User Facing System Deployment and Testing Tips:
When deploying a new version or a complete rewrite of an old system a lot of things can screw up. Here I am documenting my learnings on carrying out deployment of user facing systems in ecommerce space where such systems are expected to be Highly Available with zero down time. In short I would say, Make sure you have a proxy layer.
As you make major changes to your system, it's bound to impact on your contracts with other systems. Consider a case where you may choose to scope down a single system to smaller independent microservices, in such cases your api endpoints also change significantly. Building a proxy which acts as router and also an adaptor to translate request to your contract specification is very useful, this way you can deploy independently and give a deadline to other systems to move to new contract post which you shutdown the proxy.
Another major advantage of using a proxy layer is being able to test and onboard the new system easily. Consider a scenario of rewriting a mission critical system in user's path. In situations where the system is very complex with many use cases, And there is neither sufficient stage setup up to test nor the time to spend on stage testing. Added to this is the fact that the new system is completely new such that its data model is redesigned, its data store has been changed, it's been broken into smaller micro services. In such cases having the outside world talking to the old system over proxy helps running the new system in passive mode and being monitored.

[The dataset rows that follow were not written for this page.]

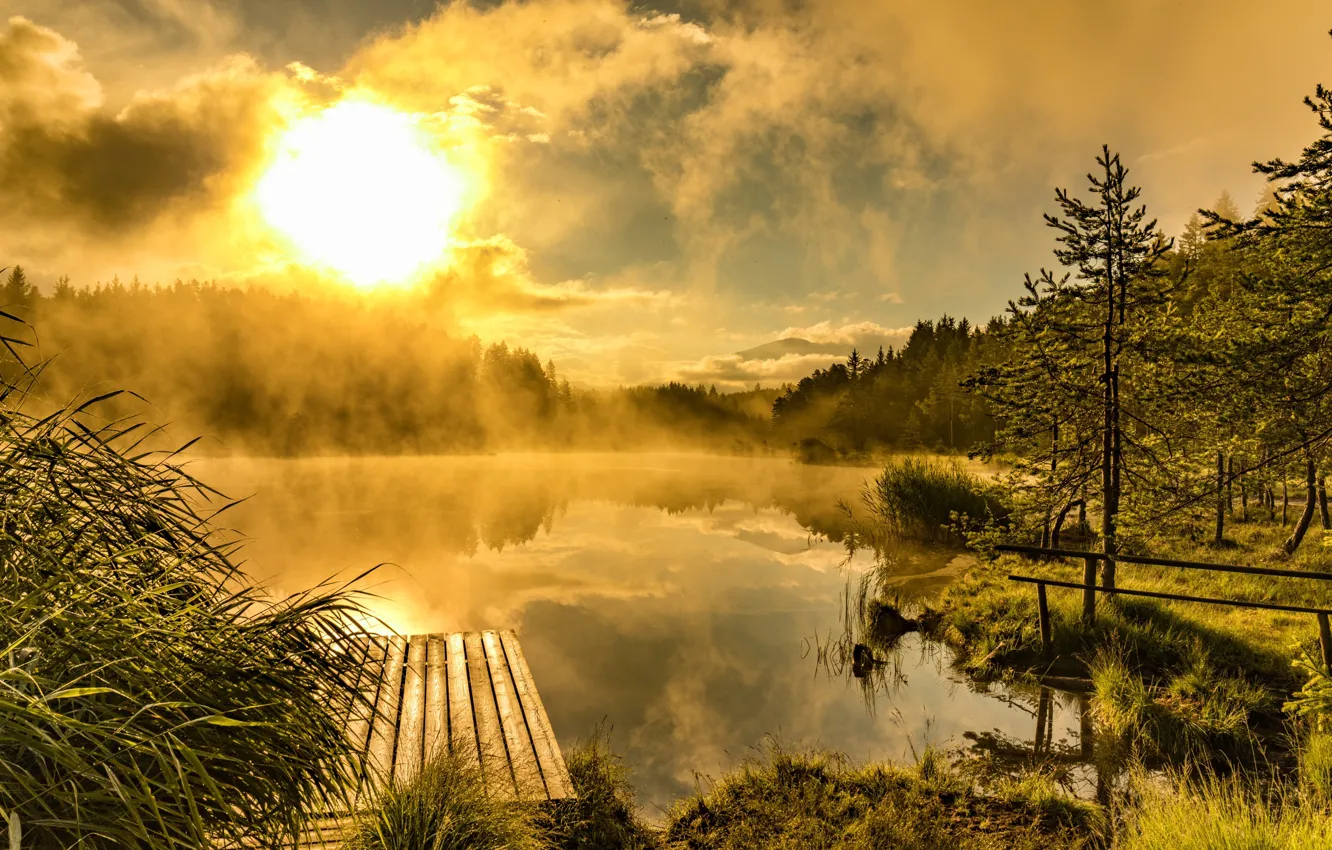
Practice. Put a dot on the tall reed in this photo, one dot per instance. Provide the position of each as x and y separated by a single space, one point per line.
149 694
930 498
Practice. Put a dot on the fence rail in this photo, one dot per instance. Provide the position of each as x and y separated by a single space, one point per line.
1090 589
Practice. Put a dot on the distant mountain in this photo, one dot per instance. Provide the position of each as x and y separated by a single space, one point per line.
793 345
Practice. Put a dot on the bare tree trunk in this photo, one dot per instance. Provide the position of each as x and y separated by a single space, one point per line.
1230 485
1323 502
1059 522
1243 494
1311 494
1107 449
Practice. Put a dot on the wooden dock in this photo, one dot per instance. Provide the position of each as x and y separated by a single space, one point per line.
468 693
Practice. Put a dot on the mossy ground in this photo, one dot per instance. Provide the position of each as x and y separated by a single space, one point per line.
1184 677
811 800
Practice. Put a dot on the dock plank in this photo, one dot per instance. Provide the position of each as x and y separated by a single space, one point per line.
410 736
522 758
552 761
436 700
494 756
358 728
384 725
462 730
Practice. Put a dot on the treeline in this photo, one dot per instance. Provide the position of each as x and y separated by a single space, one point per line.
903 400
1151 381
289 375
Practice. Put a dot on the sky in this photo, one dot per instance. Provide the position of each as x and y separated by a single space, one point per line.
642 189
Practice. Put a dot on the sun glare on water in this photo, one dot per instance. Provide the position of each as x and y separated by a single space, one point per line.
361 189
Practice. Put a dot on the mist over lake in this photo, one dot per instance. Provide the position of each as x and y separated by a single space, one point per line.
678 598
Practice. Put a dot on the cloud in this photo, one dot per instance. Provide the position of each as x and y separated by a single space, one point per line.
67 164
757 155
854 333
735 372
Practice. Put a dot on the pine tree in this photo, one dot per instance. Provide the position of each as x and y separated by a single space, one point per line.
1060 393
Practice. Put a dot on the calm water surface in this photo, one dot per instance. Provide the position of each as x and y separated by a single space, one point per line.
681 600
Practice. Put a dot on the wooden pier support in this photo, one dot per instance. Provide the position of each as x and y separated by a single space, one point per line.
1047 646
1090 593
1326 642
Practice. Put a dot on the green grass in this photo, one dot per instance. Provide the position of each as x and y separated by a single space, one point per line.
149 694
923 498
1192 714
1214 813
1180 677
798 800
1316 766
602 814
445 806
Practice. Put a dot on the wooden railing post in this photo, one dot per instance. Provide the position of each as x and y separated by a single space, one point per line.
1090 593
1046 644
1326 642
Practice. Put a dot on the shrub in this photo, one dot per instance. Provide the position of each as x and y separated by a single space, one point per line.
445 806
1316 765
602 813
931 500
149 696
1215 814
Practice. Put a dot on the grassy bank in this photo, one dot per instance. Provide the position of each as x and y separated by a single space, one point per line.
783 798
1184 678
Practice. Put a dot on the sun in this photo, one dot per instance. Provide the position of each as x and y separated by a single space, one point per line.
361 188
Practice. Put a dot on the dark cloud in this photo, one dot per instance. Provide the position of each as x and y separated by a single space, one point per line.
67 161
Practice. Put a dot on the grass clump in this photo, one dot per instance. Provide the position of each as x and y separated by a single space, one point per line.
1198 713
814 800
445 806
1316 765
1214 813
602 813
151 696
931 500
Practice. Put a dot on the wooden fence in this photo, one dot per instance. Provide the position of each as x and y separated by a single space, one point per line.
1090 589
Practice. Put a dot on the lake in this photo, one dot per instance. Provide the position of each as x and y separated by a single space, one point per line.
683 601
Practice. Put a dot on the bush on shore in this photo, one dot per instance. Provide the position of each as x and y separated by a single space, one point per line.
602 814
149 694
445 806
931 500
814 800
1212 813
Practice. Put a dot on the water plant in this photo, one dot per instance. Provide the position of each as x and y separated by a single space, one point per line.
149 694
444 806
930 500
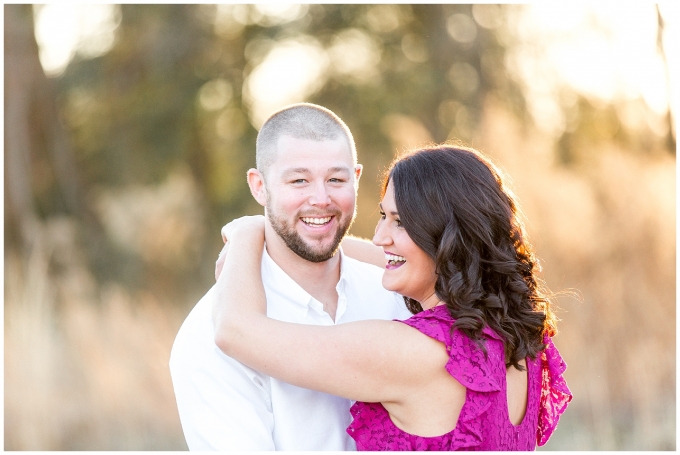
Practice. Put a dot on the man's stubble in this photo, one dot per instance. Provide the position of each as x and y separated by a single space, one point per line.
297 245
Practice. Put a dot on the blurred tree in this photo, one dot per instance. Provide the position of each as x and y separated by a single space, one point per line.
171 95
40 175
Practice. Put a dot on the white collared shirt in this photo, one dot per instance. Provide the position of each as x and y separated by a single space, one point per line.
224 405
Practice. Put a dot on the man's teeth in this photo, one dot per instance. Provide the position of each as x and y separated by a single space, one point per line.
393 258
317 221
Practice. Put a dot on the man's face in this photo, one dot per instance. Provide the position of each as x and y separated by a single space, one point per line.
311 194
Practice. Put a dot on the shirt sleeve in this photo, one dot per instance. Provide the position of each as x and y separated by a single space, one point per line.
222 404
400 311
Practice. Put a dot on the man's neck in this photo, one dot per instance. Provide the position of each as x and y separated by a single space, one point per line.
319 279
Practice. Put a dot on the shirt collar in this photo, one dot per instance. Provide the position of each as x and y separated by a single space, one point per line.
279 282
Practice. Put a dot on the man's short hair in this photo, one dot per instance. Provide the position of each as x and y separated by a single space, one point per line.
301 121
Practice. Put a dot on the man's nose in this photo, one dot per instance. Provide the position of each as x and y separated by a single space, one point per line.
320 195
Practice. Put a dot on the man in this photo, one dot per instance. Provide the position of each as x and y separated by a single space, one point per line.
306 178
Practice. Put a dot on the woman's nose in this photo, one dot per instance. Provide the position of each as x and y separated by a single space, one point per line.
381 237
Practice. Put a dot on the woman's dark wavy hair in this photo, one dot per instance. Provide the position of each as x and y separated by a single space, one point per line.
452 203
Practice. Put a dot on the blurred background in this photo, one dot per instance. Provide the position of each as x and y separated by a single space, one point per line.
129 129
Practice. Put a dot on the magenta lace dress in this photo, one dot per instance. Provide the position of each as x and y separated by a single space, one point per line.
484 423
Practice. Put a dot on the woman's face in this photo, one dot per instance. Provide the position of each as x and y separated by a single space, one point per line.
409 270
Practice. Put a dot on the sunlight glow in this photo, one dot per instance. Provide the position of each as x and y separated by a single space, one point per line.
291 71
62 30
604 52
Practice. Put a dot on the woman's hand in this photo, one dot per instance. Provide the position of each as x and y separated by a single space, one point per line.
256 223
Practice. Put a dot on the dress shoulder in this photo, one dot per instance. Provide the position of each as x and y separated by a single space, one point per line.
555 395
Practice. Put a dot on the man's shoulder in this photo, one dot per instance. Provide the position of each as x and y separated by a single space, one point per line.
362 271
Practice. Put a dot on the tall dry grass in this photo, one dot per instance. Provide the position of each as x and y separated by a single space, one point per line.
606 229
85 369
86 363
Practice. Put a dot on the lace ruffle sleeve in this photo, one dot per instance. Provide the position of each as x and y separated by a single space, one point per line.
555 395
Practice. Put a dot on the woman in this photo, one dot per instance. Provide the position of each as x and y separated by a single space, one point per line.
474 368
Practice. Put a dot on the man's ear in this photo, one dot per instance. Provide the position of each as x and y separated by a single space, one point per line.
257 187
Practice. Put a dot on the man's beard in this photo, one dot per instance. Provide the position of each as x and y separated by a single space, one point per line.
298 246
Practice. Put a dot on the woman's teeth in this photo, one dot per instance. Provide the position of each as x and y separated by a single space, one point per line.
393 259
316 221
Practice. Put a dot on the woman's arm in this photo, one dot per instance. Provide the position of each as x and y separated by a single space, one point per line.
366 360
357 248
363 250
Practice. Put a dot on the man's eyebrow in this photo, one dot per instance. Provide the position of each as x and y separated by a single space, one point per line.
339 169
296 170
391 213
304 170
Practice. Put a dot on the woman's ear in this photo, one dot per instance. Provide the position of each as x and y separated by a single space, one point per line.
257 186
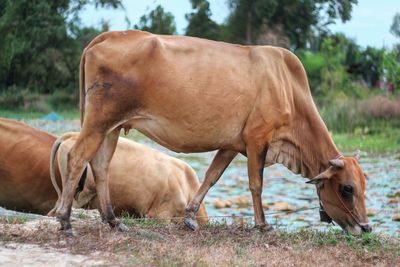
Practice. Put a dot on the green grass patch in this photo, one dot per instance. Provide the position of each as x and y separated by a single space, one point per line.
13 220
372 242
72 114
386 141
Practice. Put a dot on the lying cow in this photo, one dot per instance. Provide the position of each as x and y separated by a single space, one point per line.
25 183
161 187
196 95
24 168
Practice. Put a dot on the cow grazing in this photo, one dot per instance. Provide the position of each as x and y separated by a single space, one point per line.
162 186
195 95
25 183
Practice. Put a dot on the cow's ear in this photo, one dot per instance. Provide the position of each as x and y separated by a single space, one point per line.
322 177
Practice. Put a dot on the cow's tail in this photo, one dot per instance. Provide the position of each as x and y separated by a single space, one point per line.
202 216
82 94
53 154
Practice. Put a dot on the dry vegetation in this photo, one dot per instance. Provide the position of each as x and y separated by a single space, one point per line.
157 244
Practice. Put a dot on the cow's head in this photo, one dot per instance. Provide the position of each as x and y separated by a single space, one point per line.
341 189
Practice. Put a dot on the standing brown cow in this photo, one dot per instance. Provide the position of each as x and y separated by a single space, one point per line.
194 95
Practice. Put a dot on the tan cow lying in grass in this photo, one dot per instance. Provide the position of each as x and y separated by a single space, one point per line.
162 187
25 183
195 95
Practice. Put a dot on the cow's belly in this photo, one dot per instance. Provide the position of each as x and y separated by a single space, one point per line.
189 137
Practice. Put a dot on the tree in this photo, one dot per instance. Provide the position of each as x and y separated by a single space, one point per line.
395 28
297 20
38 50
157 21
200 22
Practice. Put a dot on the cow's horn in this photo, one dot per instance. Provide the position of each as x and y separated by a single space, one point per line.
357 155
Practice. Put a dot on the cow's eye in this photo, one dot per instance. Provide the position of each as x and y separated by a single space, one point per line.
347 191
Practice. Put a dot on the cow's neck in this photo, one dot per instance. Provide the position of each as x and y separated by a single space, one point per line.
306 147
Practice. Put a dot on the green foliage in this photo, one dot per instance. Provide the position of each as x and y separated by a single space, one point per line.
296 20
395 28
200 22
157 21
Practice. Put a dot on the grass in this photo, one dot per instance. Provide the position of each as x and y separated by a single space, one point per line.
369 140
21 114
14 220
217 244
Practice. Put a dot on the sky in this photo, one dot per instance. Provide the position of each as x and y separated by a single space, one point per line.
369 26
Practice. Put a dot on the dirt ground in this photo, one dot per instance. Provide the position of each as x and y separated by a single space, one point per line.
40 243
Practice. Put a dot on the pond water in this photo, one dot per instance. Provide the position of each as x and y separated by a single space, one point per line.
231 196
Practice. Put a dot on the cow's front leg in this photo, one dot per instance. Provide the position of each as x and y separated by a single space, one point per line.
214 172
100 165
83 151
255 167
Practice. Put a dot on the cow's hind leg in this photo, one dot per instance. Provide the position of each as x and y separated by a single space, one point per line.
100 165
214 172
255 167
81 153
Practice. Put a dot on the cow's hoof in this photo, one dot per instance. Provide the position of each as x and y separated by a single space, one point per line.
264 228
122 228
191 223
65 225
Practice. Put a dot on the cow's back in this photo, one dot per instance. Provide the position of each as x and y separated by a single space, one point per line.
24 168
186 93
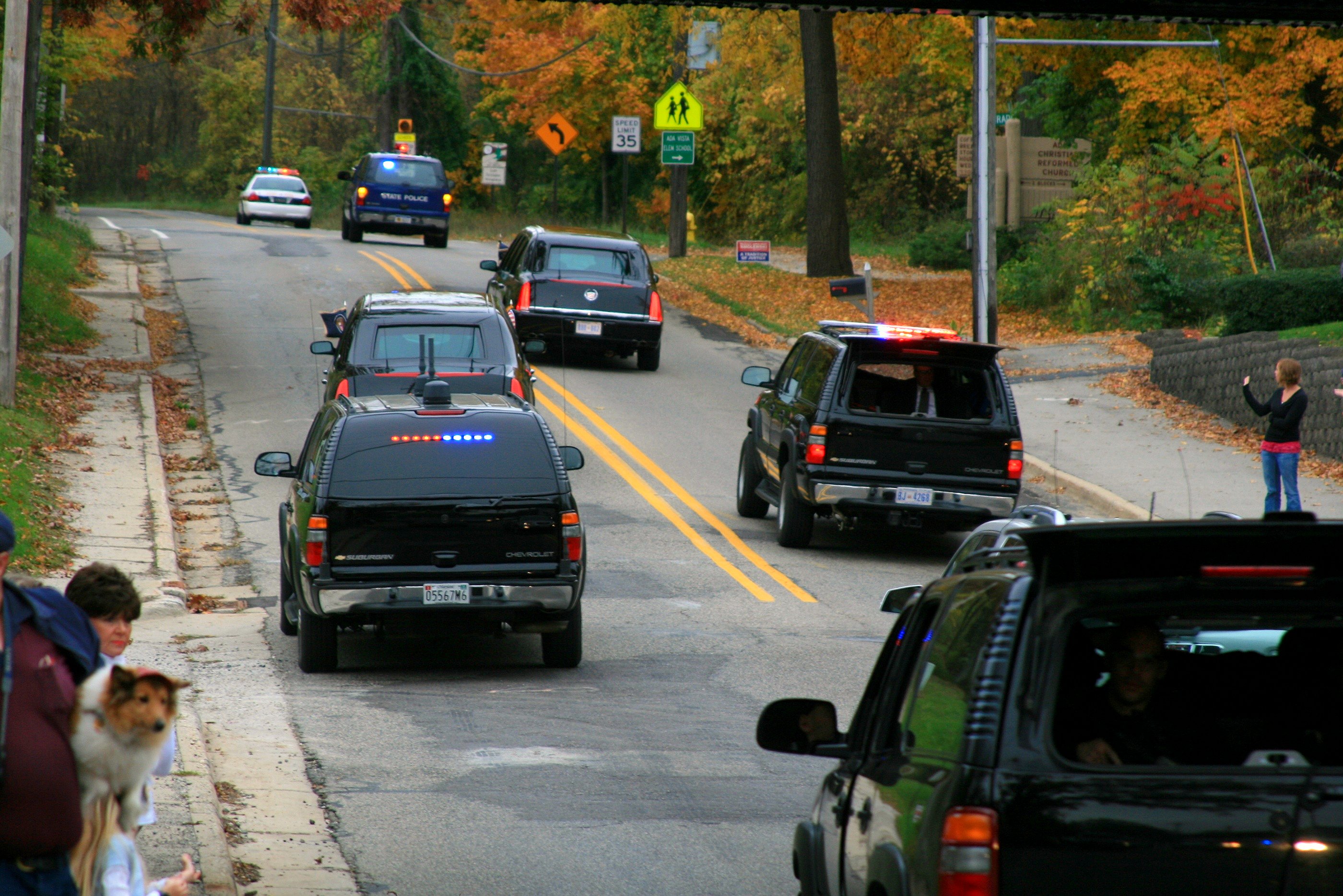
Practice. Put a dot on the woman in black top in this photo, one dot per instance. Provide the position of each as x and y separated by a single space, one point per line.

To run in passive mode the trick would be to use proxy layer to fork incoming request into two request - one hitting the main system and the other the new system. The proxy also ensures that output of the first is sent back to client and the output of second is logged along with the main system output. Now the output of both systems can be checked for diff by a cron for any anomalies.
How does this Help. Well imagine running passive mode, it will start to spit out all errors in the system, which you can keep fixing and deploying. Run it for long enough and all your new data will be auto migrated as passive mode had been creating entries in the new systems. The outside world is oblivious to the fact you had 2 system running and when you configured proxy to cut over and pointing only to the second system.
Having said this, there is more to this then using a proxy to fork incoming request. There is also outbound request where things get challenging. As outbound call by primary system and secondary can occur at different points of time. This makes the job of anomaly detection in outbound calls difficult.
Here the primary problem is how to understand which request payloads to compare when they are serialized and one way to solve it is to know what field in the payload to group on, Say both request from old and new system would have primary key like an entity id. But this does not work always and it’s not the right way as now your anomaly detector system is specific to you business logic and coupled to it. It didn't for us, as we were even changing the format of ids from int to string. The better way was to use meta data such as request Headers in case of Http outbound request, This is similar to concept of request tracing in microservice architecture.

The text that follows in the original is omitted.